LAUSD iPad program: Bidding process reopening for Phase 3

The LAUSD says it is reopening the bidding process for the third phase of its tablet computer program to all companies.
The Los Angeles Unified School District says it is not canceling its controversial tablet computer program, but it is reopening the bidding process for the third phase to all companies, including Apple.

"Not only will this decision enable us to take advantage of an ever-changing marketplace and technology advances, it will also give us time to take into account successes and concerns learned in the initial phases of the (Common Core Technology Project), and receive new information from the California Department of Education regarding assessments," Superintendent John Deasy said Tuesday in a statement.

This comes as questions mount over the district's handling of its iPad deal. The billion-dollar initiative aimed to provide all students, teachers and administrators with a tablet computer.

The new questions surround the LAUSD's contract with Apple and Pearson, the company that provides the curriculum on the tablet computers. Public records obtained by the Los Angeles Times show that Superintendent John Deasy and his former chief deputy had been discussing this technology with executives from Apple and Pearson two years before the bidding process.

At Tuesday's school board meeting, Deasy did not address the controversy before entering into a closed session.

United Teachers Los Angeles is calling on the Board of Education to uncover the truth behind the iPad deals. The teachers' union says Deasy needs to publicly explain his role in awarding the contracts to each company.

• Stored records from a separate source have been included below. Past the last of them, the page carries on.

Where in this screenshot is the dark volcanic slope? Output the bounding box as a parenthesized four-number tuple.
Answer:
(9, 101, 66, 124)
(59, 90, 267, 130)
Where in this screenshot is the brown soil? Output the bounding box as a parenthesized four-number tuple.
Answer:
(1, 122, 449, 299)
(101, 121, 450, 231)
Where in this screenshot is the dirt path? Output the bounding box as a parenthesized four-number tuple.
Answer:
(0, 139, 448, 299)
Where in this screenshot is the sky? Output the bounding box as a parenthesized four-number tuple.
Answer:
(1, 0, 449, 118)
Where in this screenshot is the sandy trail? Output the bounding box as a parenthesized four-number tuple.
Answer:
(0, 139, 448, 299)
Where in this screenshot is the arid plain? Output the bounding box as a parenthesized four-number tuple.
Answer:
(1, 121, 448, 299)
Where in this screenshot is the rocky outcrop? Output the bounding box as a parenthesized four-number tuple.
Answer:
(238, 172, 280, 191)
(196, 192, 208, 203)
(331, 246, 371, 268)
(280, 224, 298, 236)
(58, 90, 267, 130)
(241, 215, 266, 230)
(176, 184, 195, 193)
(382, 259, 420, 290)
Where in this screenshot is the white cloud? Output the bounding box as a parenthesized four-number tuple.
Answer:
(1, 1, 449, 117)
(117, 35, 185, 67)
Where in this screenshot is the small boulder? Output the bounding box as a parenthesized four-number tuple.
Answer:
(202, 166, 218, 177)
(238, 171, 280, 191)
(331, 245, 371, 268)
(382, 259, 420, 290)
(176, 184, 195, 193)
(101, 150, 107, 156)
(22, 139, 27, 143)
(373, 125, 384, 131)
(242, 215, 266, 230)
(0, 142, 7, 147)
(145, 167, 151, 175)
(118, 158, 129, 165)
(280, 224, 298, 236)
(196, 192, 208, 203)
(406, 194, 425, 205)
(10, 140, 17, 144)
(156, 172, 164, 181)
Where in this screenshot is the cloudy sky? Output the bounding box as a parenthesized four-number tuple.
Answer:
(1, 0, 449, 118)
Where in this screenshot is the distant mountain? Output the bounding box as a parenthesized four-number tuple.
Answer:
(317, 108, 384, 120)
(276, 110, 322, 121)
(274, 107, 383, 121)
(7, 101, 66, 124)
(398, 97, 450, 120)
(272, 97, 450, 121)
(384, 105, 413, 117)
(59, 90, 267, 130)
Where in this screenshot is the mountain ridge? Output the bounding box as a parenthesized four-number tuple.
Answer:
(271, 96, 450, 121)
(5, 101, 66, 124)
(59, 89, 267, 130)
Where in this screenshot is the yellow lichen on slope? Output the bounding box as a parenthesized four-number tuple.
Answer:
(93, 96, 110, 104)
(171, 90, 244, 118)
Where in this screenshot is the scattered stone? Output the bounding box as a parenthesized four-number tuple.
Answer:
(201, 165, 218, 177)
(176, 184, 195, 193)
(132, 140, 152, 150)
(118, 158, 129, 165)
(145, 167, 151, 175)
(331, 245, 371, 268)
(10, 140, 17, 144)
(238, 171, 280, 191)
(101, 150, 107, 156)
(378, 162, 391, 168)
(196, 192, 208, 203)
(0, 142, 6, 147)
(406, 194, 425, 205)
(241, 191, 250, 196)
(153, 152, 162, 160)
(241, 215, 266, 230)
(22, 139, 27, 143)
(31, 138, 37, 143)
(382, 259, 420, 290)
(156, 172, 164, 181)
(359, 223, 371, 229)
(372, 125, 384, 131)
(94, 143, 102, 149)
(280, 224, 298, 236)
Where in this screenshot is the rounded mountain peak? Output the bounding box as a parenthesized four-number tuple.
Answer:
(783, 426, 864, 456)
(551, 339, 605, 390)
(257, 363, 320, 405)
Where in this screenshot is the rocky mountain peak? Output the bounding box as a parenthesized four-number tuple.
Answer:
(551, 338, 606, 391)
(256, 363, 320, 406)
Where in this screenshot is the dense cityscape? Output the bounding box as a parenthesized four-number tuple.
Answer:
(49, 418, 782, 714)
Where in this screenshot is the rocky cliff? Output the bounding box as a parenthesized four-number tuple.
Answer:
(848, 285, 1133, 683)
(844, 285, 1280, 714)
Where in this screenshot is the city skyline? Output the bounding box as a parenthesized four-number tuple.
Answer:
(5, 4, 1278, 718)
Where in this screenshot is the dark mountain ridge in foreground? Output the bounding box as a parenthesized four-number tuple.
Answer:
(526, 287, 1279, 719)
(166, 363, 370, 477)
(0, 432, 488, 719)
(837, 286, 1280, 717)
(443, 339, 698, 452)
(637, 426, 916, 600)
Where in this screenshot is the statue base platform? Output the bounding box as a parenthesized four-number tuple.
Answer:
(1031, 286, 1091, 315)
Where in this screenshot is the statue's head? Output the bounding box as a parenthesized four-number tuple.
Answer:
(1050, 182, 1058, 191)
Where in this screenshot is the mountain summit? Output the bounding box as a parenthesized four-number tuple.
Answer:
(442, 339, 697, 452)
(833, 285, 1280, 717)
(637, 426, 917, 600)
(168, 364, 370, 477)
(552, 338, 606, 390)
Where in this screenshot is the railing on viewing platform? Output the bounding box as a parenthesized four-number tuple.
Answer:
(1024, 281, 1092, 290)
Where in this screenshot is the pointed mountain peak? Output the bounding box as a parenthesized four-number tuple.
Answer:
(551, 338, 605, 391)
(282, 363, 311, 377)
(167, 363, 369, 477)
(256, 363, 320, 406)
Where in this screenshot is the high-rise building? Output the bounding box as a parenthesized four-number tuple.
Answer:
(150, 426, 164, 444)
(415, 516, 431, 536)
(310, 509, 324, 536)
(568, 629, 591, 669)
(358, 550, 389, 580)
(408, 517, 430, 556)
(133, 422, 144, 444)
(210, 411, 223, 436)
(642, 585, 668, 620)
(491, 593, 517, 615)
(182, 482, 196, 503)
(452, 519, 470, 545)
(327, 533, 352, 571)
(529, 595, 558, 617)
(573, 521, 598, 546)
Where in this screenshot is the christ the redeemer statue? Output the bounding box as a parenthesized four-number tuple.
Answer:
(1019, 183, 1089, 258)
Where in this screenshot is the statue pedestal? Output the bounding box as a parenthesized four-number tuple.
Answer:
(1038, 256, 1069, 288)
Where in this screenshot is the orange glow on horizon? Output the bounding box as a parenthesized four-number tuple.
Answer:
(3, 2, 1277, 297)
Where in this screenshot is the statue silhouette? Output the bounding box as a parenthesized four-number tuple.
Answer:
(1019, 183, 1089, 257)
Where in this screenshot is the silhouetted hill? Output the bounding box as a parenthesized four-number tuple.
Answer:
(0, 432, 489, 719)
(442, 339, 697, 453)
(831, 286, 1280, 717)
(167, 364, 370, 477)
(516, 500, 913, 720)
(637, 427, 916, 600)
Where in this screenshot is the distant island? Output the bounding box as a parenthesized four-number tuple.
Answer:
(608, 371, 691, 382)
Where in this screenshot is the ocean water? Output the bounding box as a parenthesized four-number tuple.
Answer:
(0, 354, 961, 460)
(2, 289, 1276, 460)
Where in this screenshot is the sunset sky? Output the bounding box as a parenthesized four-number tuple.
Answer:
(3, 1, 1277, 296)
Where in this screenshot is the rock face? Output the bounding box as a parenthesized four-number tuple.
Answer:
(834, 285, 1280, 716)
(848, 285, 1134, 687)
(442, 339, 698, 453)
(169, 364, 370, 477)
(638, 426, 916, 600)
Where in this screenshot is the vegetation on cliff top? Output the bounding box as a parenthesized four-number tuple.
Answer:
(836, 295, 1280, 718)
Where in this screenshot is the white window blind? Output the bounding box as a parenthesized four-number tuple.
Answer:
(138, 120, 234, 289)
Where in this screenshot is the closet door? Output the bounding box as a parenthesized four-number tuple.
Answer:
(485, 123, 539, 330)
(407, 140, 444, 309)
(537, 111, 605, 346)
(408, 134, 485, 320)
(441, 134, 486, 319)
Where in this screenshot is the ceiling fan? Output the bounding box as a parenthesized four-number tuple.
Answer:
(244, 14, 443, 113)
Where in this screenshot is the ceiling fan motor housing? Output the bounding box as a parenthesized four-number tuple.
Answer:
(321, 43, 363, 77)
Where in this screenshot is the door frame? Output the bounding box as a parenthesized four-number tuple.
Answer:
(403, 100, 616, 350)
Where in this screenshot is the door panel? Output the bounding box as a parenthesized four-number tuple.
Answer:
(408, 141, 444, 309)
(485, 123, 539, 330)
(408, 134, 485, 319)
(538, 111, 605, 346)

"It's an issue of if the top of our district has cozy relationships with multibillion-dollar corporations but isn't including parents and students and educators in the process of vetting big projects like this, that's a problem," said Alex Caputo-Pearl, president of UTLA.

The Los Angeles County District Attorney's Office reviewed a report on the program prepared by the district's inspector general but found no criminal wrongdoing in the bidding process.

Deasy says that the district remains committed to providing technology that supports students' "access to a world of learning and discovery" and prepares them for the future.

"We have worked hard and are proud of the progress we have made - and will continue to make through additional phases - on this project. The CCTP supports the District's transition to the Common Core State Standards and its commitment to provide an individualized, interactive and informative-rich learning environment," Deasy said. "We look forward to refining our processes and ultimately achieve our vision to equip every one of our students with a personal computing device to help them succeed in the 21st century. This is exactly what our students need and deserve."

Mayor Eric Garcetti says the controversy is not fair to students.

"Now we are going to see them punished because of mistakes that were made at the school district, so I'd like to see them right those mistakes, get tablets, whatever brand, in the hands of our students as quickly as possible," said Garcetti.